DOC

M2M-OCT-SW8 Octal 8-Port Myrinet-SAN Switch

By Carl Hunter,2014-05-07 19:27
16 views 0
M2M-OCT-SW8 Octal 8-Port Myrinet-SAN Switch

    M2M-OCT-SW8: Octal 8-Port Myrinet-SAN Switch

    Recommended Topologies

     “White Paper”

    for distribution to selected customers

    Danny Cohen & Chuck Seitz

    Myricom, Inc.

    3 July 1997

Background

Myricom would like to make it easier and more cost-effective to build large Myrinet-SAN

    clusters than it is now with the M2M-DUAL-SW8, and more robust physically than it is with

    M2M-Ys (cable splitters), etc. The principal way in which Myricom can improve the

    performance/cost of the switch network for large clusters is to provide more highly integrated

    components. 16-port switches will help, but these won’t be ready to ship in standard products

    until at least November.

Myricom is supplying M2M-DUAL-SW8 Myrinet-SAN switches at a (US-list) price of

    $125/port, but the cost to our customers for the SAN cables and accessories such as splitters for

    large clusters is similar to that of the switches themselves. The AMP microstrip SAN cables are

    technologically remarkable, and there is not much we can do about their cost and price.
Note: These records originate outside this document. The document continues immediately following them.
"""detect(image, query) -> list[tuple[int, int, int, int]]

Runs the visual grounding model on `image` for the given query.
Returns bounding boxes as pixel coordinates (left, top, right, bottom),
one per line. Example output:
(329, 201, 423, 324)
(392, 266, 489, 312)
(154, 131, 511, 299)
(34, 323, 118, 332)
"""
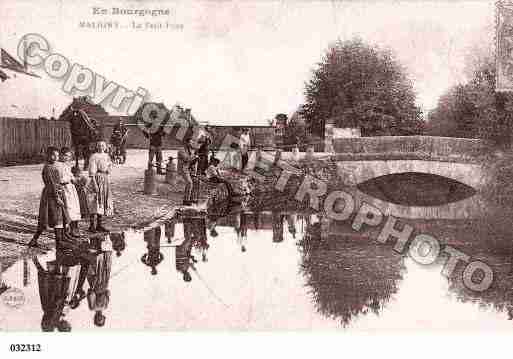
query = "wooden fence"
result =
(0, 117, 71, 166)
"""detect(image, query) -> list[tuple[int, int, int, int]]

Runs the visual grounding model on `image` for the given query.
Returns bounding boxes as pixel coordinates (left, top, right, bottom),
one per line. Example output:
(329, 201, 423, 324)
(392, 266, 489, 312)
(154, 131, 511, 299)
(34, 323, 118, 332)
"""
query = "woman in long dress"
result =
(86, 141, 113, 233)
(57, 147, 82, 237)
(29, 147, 70, 248)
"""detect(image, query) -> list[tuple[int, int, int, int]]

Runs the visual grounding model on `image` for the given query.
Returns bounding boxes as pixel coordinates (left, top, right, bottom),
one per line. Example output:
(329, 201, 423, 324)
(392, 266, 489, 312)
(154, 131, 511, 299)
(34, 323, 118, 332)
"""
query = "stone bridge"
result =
(329, 136, 493, 220)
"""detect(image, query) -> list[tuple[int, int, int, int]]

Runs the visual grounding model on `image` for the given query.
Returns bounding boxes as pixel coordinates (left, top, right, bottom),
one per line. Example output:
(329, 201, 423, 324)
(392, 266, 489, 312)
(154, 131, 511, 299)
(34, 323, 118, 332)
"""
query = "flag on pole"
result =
(496, 2, 513, 91)
(0, 48, 40, 78)
(1, 48, 25, 72)
(0, 69, 8, 82)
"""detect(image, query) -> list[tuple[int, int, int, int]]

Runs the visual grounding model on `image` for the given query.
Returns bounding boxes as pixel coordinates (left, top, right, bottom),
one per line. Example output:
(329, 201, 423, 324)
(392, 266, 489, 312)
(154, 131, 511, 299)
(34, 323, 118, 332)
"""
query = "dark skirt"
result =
(37, 187, 69, 230)
(74, 183, 90, 218)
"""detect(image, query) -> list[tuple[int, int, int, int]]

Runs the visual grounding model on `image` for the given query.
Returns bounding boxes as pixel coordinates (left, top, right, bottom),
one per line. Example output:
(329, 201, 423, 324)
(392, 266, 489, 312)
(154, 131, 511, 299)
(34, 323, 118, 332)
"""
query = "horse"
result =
(61, 106, 101, 171)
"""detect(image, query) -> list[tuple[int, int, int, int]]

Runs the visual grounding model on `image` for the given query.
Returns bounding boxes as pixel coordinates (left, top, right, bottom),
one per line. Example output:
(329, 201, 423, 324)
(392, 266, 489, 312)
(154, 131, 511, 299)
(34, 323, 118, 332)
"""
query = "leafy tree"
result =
(283, 109, 309, 148)
(426, 56, 513, 147)
(301, 38, 424, 137)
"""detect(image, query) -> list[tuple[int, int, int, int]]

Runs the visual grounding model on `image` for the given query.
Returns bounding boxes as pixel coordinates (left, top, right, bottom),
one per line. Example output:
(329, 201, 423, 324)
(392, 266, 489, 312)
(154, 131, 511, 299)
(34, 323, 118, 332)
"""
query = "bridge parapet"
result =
(332, 136, 493, 160)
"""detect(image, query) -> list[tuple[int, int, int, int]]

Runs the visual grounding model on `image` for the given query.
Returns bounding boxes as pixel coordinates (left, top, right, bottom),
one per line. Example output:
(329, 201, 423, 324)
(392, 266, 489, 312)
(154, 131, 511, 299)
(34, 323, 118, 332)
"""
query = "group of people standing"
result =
(176, 128, 252, 205)
(29, 141, 114, 249)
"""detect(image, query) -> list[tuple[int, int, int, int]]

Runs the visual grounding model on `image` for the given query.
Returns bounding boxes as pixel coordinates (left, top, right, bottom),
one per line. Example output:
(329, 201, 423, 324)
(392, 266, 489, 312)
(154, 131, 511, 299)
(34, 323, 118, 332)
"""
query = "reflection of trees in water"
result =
(298, 222, 406, 326)
(446, 250, 513, 318)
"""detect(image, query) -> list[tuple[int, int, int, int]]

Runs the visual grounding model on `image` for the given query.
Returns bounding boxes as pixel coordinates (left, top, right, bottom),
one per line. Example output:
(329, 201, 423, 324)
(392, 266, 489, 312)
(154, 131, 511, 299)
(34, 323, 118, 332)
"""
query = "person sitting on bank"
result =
(143, 125, 166, 175)
(206, 157, 235, 197)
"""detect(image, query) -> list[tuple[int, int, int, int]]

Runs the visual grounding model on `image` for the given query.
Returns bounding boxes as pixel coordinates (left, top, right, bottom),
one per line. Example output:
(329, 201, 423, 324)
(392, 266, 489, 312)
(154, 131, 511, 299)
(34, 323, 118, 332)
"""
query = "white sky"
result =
(0, 0, 496, 125)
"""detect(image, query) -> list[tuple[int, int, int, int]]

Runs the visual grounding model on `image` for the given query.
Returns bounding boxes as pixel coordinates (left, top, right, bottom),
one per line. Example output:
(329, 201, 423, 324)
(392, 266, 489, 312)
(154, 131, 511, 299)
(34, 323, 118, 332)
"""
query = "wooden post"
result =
(292, 145, 300, 162)
(273, 149, 282, 166)
(144, 167, 156, 195)
(165, 157, 176, 184)
(306, 145, 315, 161)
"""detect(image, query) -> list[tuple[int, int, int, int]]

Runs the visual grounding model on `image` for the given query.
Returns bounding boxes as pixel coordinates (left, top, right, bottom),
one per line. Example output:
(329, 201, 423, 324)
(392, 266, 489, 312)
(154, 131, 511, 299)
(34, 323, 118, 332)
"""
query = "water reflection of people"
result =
(141, 228, 164, 275)
(208, 218, 218, 238)
(235, 212, 248, 252)
(192, 218, 209, 262)
(176, 238, 193, 282)
(272, 212, 285, 243)
(286, 214, 297, 239)
(33, 251, 80, 332)
(87, 248, 112, 327)
(110, 232, 126, 257)
(177, 219, 198, 282)
(65, 236, 113, 327)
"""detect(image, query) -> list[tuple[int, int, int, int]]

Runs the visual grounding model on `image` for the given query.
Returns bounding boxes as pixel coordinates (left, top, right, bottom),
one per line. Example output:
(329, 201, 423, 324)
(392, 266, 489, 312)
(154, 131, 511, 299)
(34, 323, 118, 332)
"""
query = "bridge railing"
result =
(332, 136, 493, 161)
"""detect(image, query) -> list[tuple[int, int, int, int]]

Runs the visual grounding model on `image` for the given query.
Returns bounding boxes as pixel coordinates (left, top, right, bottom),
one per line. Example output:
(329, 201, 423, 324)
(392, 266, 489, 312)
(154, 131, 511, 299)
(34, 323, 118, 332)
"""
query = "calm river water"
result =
(1, 206, 513, 331)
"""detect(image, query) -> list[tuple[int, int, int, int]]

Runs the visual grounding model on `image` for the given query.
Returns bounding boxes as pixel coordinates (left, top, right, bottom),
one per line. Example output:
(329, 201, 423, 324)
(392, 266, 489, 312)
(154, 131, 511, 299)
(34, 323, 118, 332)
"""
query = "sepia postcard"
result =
(1, 0, 513, 357)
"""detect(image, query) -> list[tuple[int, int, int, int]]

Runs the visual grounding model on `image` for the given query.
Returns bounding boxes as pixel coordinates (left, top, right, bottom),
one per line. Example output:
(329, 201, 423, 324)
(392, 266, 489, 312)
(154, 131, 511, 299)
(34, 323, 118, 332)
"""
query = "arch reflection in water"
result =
(357, 172, 477, 207)
(298, 219, 406, 326)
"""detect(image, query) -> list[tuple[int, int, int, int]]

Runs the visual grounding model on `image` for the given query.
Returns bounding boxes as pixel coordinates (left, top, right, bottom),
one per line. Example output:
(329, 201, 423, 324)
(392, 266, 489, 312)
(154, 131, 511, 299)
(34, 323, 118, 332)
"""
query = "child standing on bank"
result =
(86, 141, 113, 232)
(71, 166, 90, 222)
(57, 147, 82, 237)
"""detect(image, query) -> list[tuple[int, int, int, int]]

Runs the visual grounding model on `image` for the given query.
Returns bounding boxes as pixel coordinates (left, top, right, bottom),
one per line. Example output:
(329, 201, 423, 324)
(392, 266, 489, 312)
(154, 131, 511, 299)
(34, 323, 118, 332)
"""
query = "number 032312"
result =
(9, 344, 41, 352)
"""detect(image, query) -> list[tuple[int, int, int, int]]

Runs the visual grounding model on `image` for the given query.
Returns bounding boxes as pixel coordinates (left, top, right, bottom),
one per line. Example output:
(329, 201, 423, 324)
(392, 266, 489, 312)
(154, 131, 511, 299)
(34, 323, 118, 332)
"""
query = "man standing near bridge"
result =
(143, 125, 166, 174)
(239, 128, 251, 172)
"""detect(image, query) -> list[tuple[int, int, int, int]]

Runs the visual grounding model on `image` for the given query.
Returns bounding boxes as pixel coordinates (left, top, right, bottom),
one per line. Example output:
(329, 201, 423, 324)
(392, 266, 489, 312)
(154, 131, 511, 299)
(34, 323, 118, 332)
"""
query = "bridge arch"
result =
(330, 136, 493, 219)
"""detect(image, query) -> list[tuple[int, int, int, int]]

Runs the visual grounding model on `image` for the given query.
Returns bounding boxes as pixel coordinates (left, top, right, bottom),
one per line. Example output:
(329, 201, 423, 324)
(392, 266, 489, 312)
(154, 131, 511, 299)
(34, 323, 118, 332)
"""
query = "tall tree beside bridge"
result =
(301, 38, 424, 137)
(426, 55, 513, 147)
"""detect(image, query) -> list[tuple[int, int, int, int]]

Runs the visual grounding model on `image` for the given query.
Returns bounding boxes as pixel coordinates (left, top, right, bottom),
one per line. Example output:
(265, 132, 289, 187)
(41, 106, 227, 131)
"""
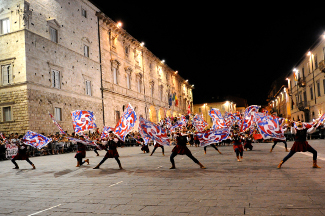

    However, we can implement many of the inter-switch links of large networks on circuit boards

    internal to a more highly integrated switch component.

In other words, we can do a better job for our customers by supplying “higher level,” more

    powerful, switch components. At a given cost, we can provide a higher performance (higher

    bisection data rate) network with fewer individual components, each with more switches, and

    significantly less inter-switch cabling.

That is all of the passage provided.